I think it's a healthy debate. Let's not confine ourselves to selectively released memos which have been selectively redacted, which is right now what the Obama administration has put out.

BAIER: You think it's good for the country to shine the light?

KRISTOL: No. I think if he had not, I would much prefer that we fight this war the way we fight usual wars, with keeping secrets secret. But Obama has thrown this thing open, and now he wants to say we can't put out anything else.

They are now characterizing memos they are not releasing about the effectiveness of the interrogation techniques. I think we should have all the truth, not just the little bit of the partial version of the truth.

BAIER: Juan?

WILLIAMS: I'm in for a full, spirited discussion of this. I think that in some ways, though, what you have now is people worried about the politicization of the process, that you have people settling scores. That's what you're hearing from a lot of the Bush people is that this is really one administration going after another.

What I think people who are fair-minded are interested in is whether or not you had a situation whether the laws of the United States, not set by the behavior of terrorists, but the laws of the United States were violated by an administration that said we want to do. Get the guys over at Justice to write us a memo justifying this kind of action, these enhanced interrogation techniques.

If that's the case, that's a blatant violation of the spirit and the letter and the law.

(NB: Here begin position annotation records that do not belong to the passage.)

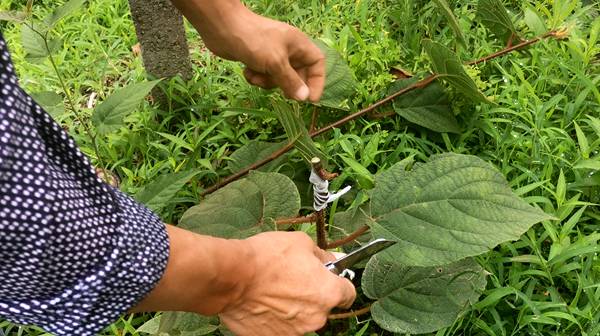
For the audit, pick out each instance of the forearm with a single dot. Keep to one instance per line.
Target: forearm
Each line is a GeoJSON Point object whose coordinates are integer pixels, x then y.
{"type": "Point", "coordinates": [203, 275]}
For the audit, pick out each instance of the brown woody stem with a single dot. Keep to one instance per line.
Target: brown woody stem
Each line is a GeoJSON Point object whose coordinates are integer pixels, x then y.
{"type": "Point", "coordinates": [352, 313]}
{"type": "Point", "coordinates": [297, 220]}
{"type": "Point", "coordinates": [420, 84]}
{"type": "Point", "coordinates": [348, 239]}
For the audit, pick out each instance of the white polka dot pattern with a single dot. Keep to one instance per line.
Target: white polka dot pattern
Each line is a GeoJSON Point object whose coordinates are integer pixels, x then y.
{"type": "Point", "coordinates": [74, 252]}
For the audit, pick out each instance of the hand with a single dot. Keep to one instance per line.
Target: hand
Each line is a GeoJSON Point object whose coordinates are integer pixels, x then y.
{"type": "Point", "coordinates": [271, 284]}
{"type": "Point", "coordinates": [275, 54]}
{"type": "Point", "coordinates": [291, 292]}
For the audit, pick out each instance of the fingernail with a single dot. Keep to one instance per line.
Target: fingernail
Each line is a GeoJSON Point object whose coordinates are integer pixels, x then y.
{"type": "Point", "coordinates": [302, 93]}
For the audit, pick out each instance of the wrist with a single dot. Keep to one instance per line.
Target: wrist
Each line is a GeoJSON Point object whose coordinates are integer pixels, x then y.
{"type": "Point", "coordinates": [204, 275]}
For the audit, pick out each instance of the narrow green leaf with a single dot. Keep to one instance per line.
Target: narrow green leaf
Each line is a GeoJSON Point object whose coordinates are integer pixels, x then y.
{"type": "Point", "coordinates": [289, 116]}
{"type": "Point", "coordinates": [62, 11]}
{"type": "Point", "coordinates": [110, 115]}
{"type": "Point", "coordinates": [588, 164]}
{"type": "Point", "coordinates": [51, 102]}
{"type": "Point", "coordinates": [13, 16]}
{"type": "Point", "coordinates": [34, 44]}
{"type": "Point", "coordinates": [187, 324]}
{"type": "Point", "coordinates": [452, 207]}
{"type": "Point", "coordinates": [534, 21]}
{"type": "Point", "coordinates": [445, 8]}
{"type": "Point", "coordinates": [584, 147]}
{"type": "Point", "coordinates": [495, 17]}
{"type": "Point", "coordinates": [417, 300]}
{"type": "Point", "coordinates": [159, 192]}
{"type": "Point", "coordinates": [449, 67]}
{"type": "Point", "coordinates": [427, 107]}
{"type": "Point", "coordinates": [252, 152]}
{"type": "Point", "coordinates": [340, 84]}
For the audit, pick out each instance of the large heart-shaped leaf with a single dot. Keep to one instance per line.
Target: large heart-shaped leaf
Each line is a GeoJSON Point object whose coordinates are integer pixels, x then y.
{"type": "Point", "coordinates": [417, 300]}
{"type": "Point", "coordinates": [495, 17]}
{"type": "Point", "coordinates": [340, 84]}
{"type": "Point", "coordinates": [244, 208]}
{"type": "Point", "coordinates": [428, 107]}
{"type": "Point", "coordinates": [452, 207]}
{"type": "Point", "coordinates": [252, 152]}
{"type": "Point", "coordinates": [449, 68]}
{"type": "Point", "coordinates": [157, 194]}
{"type": "Point", "coordinates": [110, 115]}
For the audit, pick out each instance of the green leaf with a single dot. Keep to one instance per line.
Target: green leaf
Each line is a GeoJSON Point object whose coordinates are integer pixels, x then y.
{"type": "Point", "coordinates": [13, 16]}
{"type": "Point", "coordinates": [151, 326]}
{"type": "Point", "coordinates": [584, 147]}
{"type": "Point", "coordinates": [50, 101]}
{"type": "Point", "coordinates": [253, 152]}
{"type": "Point", "coordinates": [245, 207]}
{"type": "Point", "coordinates": [495, 18]}
{"type": "Point", "coordinates": [588, 164]}
{"type": "Point", "coordinates": [347, 222]}
{"type": "Point", "coordinates": [281, 198]}
{"type": "Point", "coordinates": [62, 11]}
{"type": "Point", "coordinates": [187, 324]}
{"type": "Point", "coordinates": [289, 116]}
{"type": "Point", "coordinates": [363, 175]}
{"type": "Point", "coordinates": [417, 300]}
{"type": "Point", "coordinates": [110, 115]}
{"type": "Point", "coordinates": [443, 6]}
{"type": "Point", "coordinates": [340, 84]}
{"type": "Point", "coordinates": [449, 67]}
{"type": "Point", "coordinates": [34, 45]}
{"type": "Point", "coordinates": [452, 207]}
{"type": "Point", "coordinates": [427, 107]}
{"type": "Point", "coordinates": [157, 194]}
{"type": "Point", "coordinates": [534, 21]}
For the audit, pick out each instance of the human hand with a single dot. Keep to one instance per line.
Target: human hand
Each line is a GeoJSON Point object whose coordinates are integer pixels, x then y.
{"type": "Point", "coordinates": [275, 54]}
{"type": "Point", "coordinates": [291, 292]}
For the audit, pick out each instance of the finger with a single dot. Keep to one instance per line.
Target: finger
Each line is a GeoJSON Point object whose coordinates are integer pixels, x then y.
{"type": "Point", "coordinates": [288, 79]}
{"type": "Point", "coordinates": [258, 79]}
{"type": "Point", "coordinates": [323, 255]}
{"type": "Point", "coordinates": [310, 58]}
{"type": "Point", "coordinates": [347, 293]}
{"type": "Point", "coordinates": [315, 79]}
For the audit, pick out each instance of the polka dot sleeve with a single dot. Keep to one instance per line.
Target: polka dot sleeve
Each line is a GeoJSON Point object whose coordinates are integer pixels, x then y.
{"type": "Point", "coordinates": [74, 252]}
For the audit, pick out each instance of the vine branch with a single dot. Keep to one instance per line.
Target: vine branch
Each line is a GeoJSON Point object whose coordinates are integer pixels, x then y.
{"type": "Point", "coordinates": [558, 34]}
{"type": "Point", "coordinates": [352, 313]}
{"type": "Point", "coordinates": [297, 220]}
{"type": "Point", "coordinates": [349, 238]}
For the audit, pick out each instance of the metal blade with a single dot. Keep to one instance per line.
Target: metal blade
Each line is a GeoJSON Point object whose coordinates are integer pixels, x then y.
{"type": "Point", "coordinates": [364, 252]}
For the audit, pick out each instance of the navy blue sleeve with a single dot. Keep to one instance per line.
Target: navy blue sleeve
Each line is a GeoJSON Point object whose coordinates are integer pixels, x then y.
{"type": "Point", "coordinates": [75, 253]}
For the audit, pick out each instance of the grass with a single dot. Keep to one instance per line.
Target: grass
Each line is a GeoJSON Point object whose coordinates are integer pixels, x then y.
{"type": "Point", "coordinates": [541, 133]}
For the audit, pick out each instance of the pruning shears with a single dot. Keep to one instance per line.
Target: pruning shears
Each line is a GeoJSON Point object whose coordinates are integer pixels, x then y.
{"type": "Point", "coordinates": [341, 266]}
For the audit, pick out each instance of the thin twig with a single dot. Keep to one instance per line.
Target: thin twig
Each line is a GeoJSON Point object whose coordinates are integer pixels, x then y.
{"type": "Point", "coordinates": [313, 119]}
{"type": "Point", "coordinates": [350, 238]}
{"type": "Point", "coordinates": [420, 84]}
{"type": "Point", "coordinates": [321, 225]}
{"type": "Point", "coordinates": [513, 48]}
{"type": "Point", "coordinates": [352, 313]}
{"type": "Point", "coordinates": [297, 220]}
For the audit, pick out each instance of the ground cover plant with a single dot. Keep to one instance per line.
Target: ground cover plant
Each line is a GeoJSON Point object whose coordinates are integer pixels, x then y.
{"type": "Point", "coordinates": [445, 117]}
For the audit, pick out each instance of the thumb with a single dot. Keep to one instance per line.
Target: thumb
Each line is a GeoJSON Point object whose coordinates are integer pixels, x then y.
{"type": "Point", "coordinates": [288, 79]}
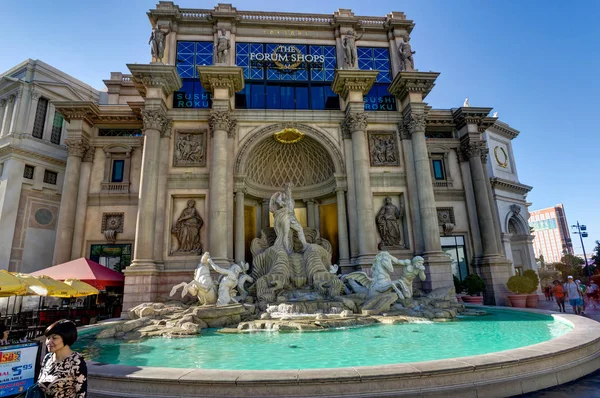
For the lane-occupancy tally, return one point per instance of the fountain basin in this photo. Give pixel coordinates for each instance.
(503, 373)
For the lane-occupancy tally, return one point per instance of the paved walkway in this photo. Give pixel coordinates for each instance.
(586, 387)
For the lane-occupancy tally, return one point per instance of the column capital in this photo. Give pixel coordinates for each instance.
(151, 77)
(71, 110)
(352, 83)
(414, 85)
(76, 147)
(221, 120)
(354, 121)
(213, 78)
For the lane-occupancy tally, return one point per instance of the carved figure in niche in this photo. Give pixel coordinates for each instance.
(189, 148)
(389, 224)
(228, 281)
(223, 46)
(350, 53)
(407, 62)
(202, 286)
(157, 43)
(282, 207)
(187, 229)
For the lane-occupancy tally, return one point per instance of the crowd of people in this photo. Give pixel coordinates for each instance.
(579, 295)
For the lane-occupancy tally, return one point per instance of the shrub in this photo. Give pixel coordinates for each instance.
(473, 284)
(520, 284)
(458, 285)
(532, 275)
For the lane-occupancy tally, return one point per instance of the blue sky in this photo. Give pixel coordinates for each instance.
(536, 62)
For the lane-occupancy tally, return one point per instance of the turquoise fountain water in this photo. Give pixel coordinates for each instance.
(363, 346)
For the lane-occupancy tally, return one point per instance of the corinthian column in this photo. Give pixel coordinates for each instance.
(76, 148)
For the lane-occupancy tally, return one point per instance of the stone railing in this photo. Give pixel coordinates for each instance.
(304, 18)
(115, 187)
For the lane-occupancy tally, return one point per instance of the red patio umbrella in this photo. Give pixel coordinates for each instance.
(85, 270)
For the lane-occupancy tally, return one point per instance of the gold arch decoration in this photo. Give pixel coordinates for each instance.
(289, 136)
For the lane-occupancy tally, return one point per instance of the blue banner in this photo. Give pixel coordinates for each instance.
(17, 368)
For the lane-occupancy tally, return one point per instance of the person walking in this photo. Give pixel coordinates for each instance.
(573, 292)
(559, 293)
(64, 372)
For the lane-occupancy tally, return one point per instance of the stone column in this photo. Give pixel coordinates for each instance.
(344, 260)
(310, 213)
(8, 115)
(240, 250)
(223, 82)
(76, 148)
(351, 85)
(411, 88)
(10, 193)
(162, 196)
(82, 199)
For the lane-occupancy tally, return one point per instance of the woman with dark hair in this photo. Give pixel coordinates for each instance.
(64, 372)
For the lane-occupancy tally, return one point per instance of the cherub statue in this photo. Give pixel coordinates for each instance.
(202, 286)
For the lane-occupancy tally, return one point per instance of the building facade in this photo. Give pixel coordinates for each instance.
(186, 151)
(551, 232)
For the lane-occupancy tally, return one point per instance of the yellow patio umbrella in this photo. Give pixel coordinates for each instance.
(10, 285)
(83, 289)
(57, 288)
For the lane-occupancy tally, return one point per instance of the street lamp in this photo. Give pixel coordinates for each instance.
(582, 232)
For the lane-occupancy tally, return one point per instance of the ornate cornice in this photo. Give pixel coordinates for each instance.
(146, 76)
(155, 119)
(215, 77)
(349, 80)
(87, 111)
(9, 150)
(222, 120)
(511, 186)
(413, 82)
(355, 121)
(76, 147)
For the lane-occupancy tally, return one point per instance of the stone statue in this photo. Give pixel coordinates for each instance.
(202, 286)
(157, 43)
(223, 47)
(187, 230)
(228, 281)
(350, 52)
(407, 62)
(412, 269)
(389, 225)
(282, 207)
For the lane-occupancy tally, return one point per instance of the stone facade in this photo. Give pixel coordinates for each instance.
(355, 134)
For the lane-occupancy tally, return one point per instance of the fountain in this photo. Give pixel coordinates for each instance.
(369, 333)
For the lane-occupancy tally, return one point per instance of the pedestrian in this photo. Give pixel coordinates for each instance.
(64, 372)
(559, 293)
(573, 292)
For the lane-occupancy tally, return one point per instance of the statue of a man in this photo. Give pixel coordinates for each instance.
(282, 207)
(350, 53)
(389, 224)
(407, 62)
(223, 47)
(157, 43)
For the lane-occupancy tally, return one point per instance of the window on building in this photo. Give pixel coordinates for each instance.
(50, 177)
(28, 172)
(454, 246)
(117, 170)
(115, 256)
(40, 118)
(56, 128)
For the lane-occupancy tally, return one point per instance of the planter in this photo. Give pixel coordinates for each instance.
(532, 300)
(518, 300)
(473, 299)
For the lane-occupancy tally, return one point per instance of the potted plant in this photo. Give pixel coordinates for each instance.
(532, 296)
(521, 286)
(474, 286)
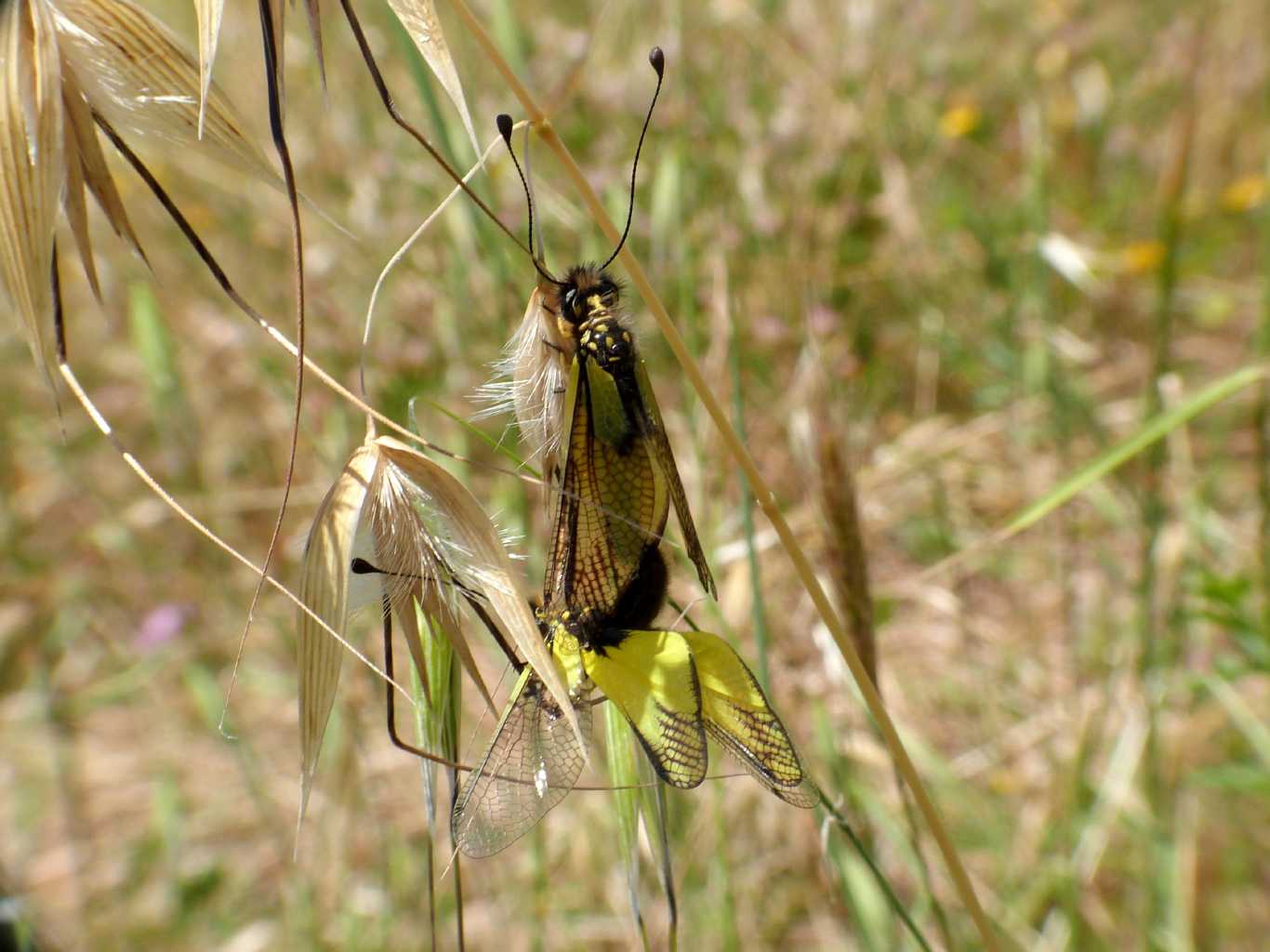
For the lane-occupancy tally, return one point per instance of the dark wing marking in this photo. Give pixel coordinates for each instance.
(670, 471)
(614, 501)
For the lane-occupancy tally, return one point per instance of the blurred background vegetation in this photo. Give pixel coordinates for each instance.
(964, 246)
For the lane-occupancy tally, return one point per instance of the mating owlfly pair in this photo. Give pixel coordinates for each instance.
(606, 577)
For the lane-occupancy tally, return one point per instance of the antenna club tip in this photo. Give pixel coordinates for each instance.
(504, 127)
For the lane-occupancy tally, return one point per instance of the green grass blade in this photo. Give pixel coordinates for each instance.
(1155, 430)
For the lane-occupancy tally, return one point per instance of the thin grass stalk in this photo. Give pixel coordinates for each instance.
(757, 605)
(1262, 416)
(131, 461)
(763, 494)
(624, 774)
(235, 298)
(1155, 652)
(273, 86)
(667, 871)
(725, 893)
(845, 826)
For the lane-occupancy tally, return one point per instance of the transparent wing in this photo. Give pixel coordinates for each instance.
(652, 678)
(736, 715)
(530, 765)
(669, 471)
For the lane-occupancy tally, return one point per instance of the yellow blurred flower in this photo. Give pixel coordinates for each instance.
(1243, 194)
(1142, 257)
(959, 121)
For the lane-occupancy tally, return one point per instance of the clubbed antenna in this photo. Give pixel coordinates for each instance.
(504, 129)
(658, 61)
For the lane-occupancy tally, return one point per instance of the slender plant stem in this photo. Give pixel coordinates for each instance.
(762, 493)
(1262, 417)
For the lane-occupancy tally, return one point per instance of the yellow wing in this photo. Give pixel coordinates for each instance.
(653, 681)
(614, 500)
(736, 715)
(530, 765)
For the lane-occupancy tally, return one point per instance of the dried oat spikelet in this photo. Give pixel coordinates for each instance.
(849, 565)
(31, 163)
(430, 539)
(63, 68)
(531, 381)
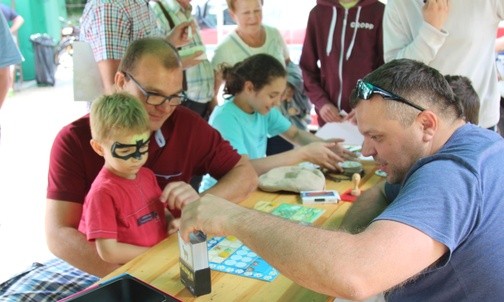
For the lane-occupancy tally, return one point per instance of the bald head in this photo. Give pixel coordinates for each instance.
(157, 47)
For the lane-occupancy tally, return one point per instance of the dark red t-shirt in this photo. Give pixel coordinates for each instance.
(192, 148)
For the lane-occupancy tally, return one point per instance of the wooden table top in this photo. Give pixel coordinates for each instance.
(159, 266)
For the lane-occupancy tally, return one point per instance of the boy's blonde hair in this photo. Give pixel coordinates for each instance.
(116, 114)
(232, 7)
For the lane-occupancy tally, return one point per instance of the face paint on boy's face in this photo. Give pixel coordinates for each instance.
(127, 151)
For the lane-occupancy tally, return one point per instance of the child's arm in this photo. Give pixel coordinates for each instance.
(312, 149)
(112, 251)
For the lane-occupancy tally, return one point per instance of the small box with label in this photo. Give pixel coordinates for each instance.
(194, 269)
(319, 197)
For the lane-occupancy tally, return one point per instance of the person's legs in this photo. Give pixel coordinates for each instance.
(50, 281)
(4, 83)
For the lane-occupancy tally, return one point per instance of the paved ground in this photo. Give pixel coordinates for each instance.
(29, 120)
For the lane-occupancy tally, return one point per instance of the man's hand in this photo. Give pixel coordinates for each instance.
(210, 215)
(342, 152)
(172, 223)
(435, 12)
(321, 153)
(178, 194)
(329, 113)
(180, 34)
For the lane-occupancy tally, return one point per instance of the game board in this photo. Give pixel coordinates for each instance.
(230, 255)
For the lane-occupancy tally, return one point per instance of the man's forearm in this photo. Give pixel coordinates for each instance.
(368, 206)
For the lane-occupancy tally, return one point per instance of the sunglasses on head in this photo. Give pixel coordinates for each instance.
(366, 90)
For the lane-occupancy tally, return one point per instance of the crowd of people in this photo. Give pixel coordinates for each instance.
(421, 89)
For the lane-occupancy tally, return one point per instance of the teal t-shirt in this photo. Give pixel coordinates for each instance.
(247, 133)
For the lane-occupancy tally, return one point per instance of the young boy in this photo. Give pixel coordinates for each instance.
(122, 211)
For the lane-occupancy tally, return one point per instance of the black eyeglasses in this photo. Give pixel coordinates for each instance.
(156, 99)
(366, 90)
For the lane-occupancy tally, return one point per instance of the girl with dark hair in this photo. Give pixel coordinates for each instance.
(254, 89)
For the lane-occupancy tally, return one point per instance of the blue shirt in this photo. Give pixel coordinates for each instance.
(456, 197)
(247, 133)
(9, 52)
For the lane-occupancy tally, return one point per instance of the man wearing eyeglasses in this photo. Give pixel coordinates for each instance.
(182, 144)
(439, 239)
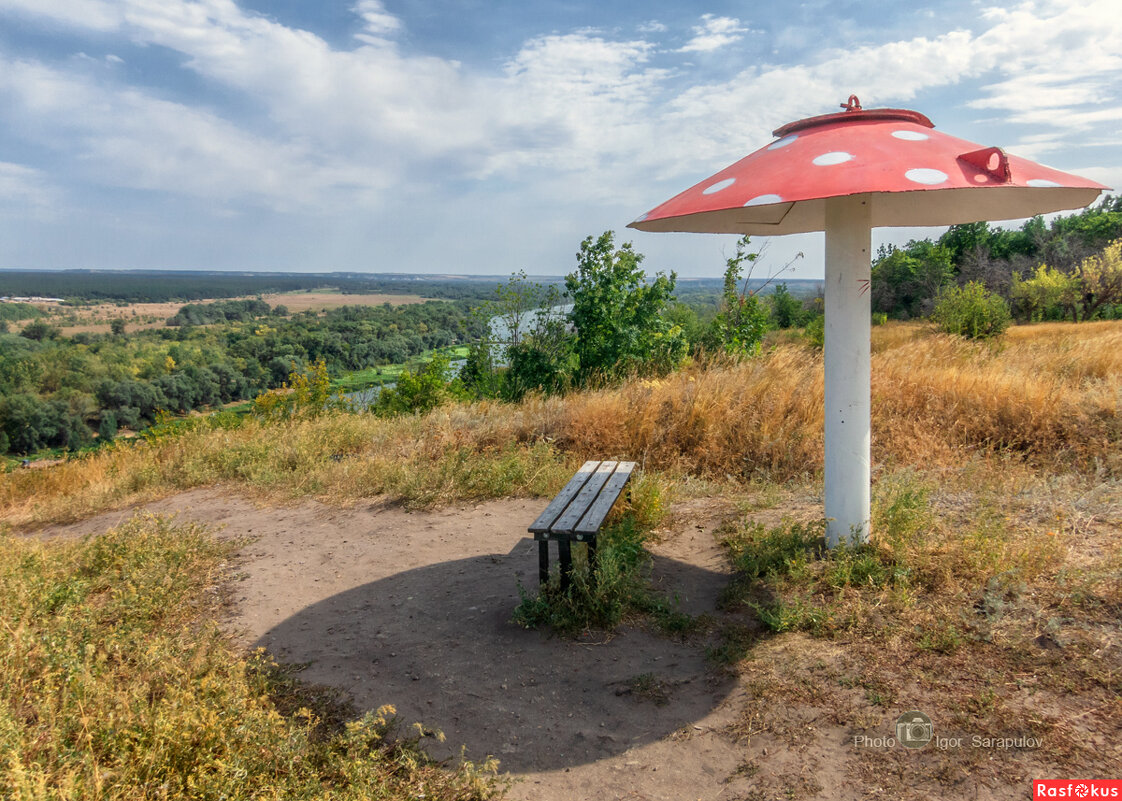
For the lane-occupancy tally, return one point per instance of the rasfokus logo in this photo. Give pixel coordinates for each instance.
(1076, 789)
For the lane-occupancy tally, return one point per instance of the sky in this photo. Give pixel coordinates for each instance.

So now, how do you get that done on Capitol Hill? You can't have an independent panel, because Republicans on the Hill are not going to vote to give subpoena power to that kind of independent panel.

So you have Senate intelligence doing its work, but behind closed doors. I think there is a crying desire, much as Bill described, for some kind of open, public discussion of this.

BAIER: I mean, what does that do to the intelligence community, the guys working on the inside, and what does it do to countries around the world that may work with our country if this open dialogue about intelligence efforts happens?

BIRNBAUM: I think that the Obama administration feels tortured by this whole torture issue. It really wishes that it never opened this door, because people like Bill will be suggesting that there's a full effort to look into this.

And a lot of Democrats will go down in that debate, in that inquiry, because a lot of Democrats were briefed about this during the Bush administration on Capitol Hill. The Clinton administration did things that were similar. This is a long history.

And it also does create the kind of problems you suggest with our allies, because they will be less willing to work with us because we're doing all this truth telling on things that intelligence officers know very well should really be kept secret.

(CROSSTALK)

KRISTOL: Can I just make one point about something Juan said, which is right. I agree that if laws were broken, people should be prosecuted. Why then release the memos? That's why we have a Justice Department. They are supposed to look at behavior of different people and prosecute people.

And people have been prosecuted over the last several years for doing things they weren't supposed to do, people who were involved in Abu Ghraib and stuff.

Releasing the memos was utterly unjustifiable.

WILLIAMS: He clearly had ACLU pressure to do so.

BAIER: But he could have kept them secret.

WILLIAMS: He could have argued for a much longer time -

BIRNBAUM: And should have.

WILLIAMS: And potentially should have. And the same is now the case with the photographs.